PTG has determined plans to develop cybersecurity competencies and capabilities for 2023. The plans bridge over goals, strategies, related projects, and operating procedures, which are consistent with Gartner Institute's cybersecurity research article “Top Strategic Technology Trends for 2022 ”. Examples of these are the Uplift Cyber Security project, the Security Operations Center (SOC) project, and Staff Email Phishing Tests, etc. The projects shall be cascaded and communicated to the public via appropriate platforms in the future to ensure that all stakeholders can gain confidence, being certain with the Company’s commitment to overseeing and preventing cybersecurity threats in a concrete way, as well as with executives’ and the Board of Directors’ support for both terms of budget and policies. IT security governance is classified into 3 levels: supervision level, management level, and operational level.

PTG has an information security supervisory system in place, which is divided into 3 levels, namely supervisory level, management level, and operational level.

PTG's IT policy, which resonates with the regulations defined by the departments responsible for business governance, Thai laws, and international standards, namely ISO 27001:2013, has been constantly audited and verified by the Internal Audit Department and external auditors based on the international standards. Moreover, the Company has formulated IT security policies or guidelines, which are part of the IT policies so that its personnel and associated parties realize the importance of maintaining the security of information systems and become aware of their duties and responsibilities, as well as guidelines to limit risks that may occur.

In addition, there are operations, monitoring, control and supervision of IT security, which have been practically conducted based on the Information Technology Policy enforced by the IT Department on the work system in the IT ecosystem, on a regular basis. These are, for example, Penetration Test and Information System Vulnerability Assessment, etc.

Furthermore, to prepare a plan to deal with and solve potential cyber-attacks, IT vulnerability degrees are determined and divided into 4 levels: Critical, High, Medium, and Low with plans, work procedures, responsible parties, as well as methods of communicating with and reporting to relevant parties for acknowledgement, in correspondence with the actual severity level if an actual event takes place.

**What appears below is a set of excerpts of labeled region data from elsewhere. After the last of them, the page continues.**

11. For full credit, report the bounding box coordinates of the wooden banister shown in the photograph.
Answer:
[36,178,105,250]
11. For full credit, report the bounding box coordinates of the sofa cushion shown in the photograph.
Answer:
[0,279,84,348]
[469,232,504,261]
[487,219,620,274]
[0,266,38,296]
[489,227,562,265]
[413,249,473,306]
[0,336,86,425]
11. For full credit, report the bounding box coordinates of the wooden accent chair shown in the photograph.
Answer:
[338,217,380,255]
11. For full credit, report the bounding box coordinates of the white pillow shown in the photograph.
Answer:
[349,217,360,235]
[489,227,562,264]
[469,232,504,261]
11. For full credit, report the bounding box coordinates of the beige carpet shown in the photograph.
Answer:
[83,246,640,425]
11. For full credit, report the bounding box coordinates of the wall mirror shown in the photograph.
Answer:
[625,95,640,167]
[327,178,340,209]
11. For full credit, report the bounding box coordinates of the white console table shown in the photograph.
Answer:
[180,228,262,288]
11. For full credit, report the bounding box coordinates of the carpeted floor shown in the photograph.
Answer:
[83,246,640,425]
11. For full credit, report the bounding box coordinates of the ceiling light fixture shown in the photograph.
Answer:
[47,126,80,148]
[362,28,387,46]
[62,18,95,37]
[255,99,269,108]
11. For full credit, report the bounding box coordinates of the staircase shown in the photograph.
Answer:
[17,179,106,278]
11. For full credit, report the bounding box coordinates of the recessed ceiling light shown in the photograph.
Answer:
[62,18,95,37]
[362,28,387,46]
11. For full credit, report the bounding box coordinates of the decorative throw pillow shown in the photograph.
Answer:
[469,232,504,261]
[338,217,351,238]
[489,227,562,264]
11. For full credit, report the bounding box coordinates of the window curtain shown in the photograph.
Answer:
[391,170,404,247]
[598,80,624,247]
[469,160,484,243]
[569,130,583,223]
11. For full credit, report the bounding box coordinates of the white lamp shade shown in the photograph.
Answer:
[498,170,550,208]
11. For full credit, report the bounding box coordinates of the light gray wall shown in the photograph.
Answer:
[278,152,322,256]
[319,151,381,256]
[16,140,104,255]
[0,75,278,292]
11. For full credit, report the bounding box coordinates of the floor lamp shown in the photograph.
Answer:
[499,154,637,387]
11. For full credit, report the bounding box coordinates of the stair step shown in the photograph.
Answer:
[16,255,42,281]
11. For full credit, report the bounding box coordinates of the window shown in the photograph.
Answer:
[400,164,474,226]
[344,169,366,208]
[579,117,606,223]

Apart from the measures mentioned above, Company’s employees can inquire about or report abnormal activities, and notify potential damage caused by any attack related to cybersecurity to the "IT Service Center". There are IT Officers to handle incoming cases and take actions based on the designed process and procedures as promptly as possible (incident report and escalation process). Each reported case shall be communicated and reported to relevant parties for further action, that is, from the operational level to the relevant c-class executive. Results shall be followed up and monitored until the problem is completely solved.

Cyber Drills and Business Continuity Management

PTG requires a regular test interval of business continuity plans (BCP) in part of IT systems and cybersecurity, i.e., at least once a year. In 2022, the Company has extended the test requirement to relevant departments including Operations Department (10 areas), Sales Department, Accounting and Finance Department, and its subsidiaries. From the test, it appears that the main server at the headquarters was attacked by an external cyberattack, causing the SAP system to not work. The cross-site data center to backup area will be carried out by the Information Technology Department, where the relevant departments operate according to the business continuity plan and the IT disaster recovery plan. From the test, it was found that the information technology department had already fixed the server that was attacked by cyberattacks. which can restore all data and check that the information in the system is correct and complete, all departments can return to work as usual.